I am definitely a love addict. How do I know this?

Well, when not in a relationship, I mostly feel desperately alone, and before I know it I am fantasizing about a former partner or meeting someone new and falling in love.

My track record shows that I have jumped to and from toxic relationships just to not feel so desperately alone, and to add to my demise I have this tendency to fall head over heels faster than you can say, addict. To top it all off, I have been confusing sexual and romantic intensity for love and genuine connection for most of my adult life.

Personally, it is that first initial attraction that becomes the most important thing. I will disregard any signs that this person might not be good for me - my love knows no boundaries. Once I am in, I am in for good, come hell or high water.

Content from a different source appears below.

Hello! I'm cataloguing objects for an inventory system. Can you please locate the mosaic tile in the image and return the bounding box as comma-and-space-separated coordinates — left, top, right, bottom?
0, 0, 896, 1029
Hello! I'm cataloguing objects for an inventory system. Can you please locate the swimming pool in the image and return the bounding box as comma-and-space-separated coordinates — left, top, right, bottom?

This stupid notion that love will conquer anything has been the catalyst in me staying in very toxic and abusive relationships, finding it almost impossible to say no, or practice having healthy boundaries in fear of rejection.

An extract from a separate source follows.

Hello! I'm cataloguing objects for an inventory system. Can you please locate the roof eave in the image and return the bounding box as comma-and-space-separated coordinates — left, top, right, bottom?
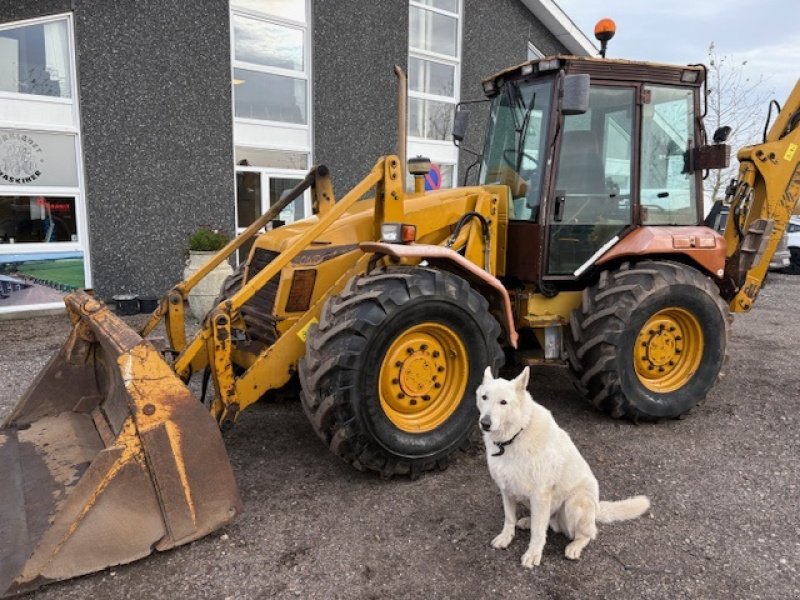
522, 0, 599, 56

Is there hope for me of having a semi-normal and healthy relationship without the addict in me turning it into a co-dependent and toxic relationship? For sure, there is always hope, all I have to do is show up, for myself.

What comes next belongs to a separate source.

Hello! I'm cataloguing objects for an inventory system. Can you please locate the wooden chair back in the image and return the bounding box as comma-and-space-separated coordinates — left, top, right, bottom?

Do the hard work of eliminating my own toxic traits, and allow myself to be me. I have to give myself permission to love and be loved, warts and all.

If you think that you or a loved one might be a sex and love addict follow this link: for more information.

There is hope, we do recover.

Sex & Love Addiction Infographic


This personal narrative bravely explores the journey of understanding and overcoming sex and love addiction. The author shares insights into the definition of both addictions, detailing how they manifest in behaviours and emotions. Root causes such as fear of abandonment, childhood abuse, and emotional trauma are explored, emphasizing that pain underlies both addictions. The article delves into the author's experience as a love addict, discussing patterns of toxic relationships and the quest for love. Despite the challenges, the narrative expresses hope for recovery through self-awareness, eliminating toxic traits, and embracing healthy boundaries. The piece concludes by offering resources for those seeking information and support on sex and love addiction.

Introduction to Addiction Acknowledgment

The author opens up by introducing themselves as an addict and highlighting the discomfort associated with admitting to being a sex or love addict. They express a sense of duty to share their experience, strength, and hope, aiming to reach others who may be struggling with similar issues. The underlying message is that there's no shame in admitting to these types of addictions.

Shedding Shame and Sharing Vulnerability

Acknowledging Multiple Layers of Addiction

Understanding Sex and Love Addiction

Root Causes of Sex and Love Addictions

Personal Journey as a Love Addict

In summary, the article not only brings attention to the complexities of sex and love addiction but also emphasizes the importance of vulnerability, self-awareness, and the continuous journey toward recovery. It serves as a beacon of hope for those struggling with similar challenges, encouraging them to seek help and acknowledging that recovery is possible.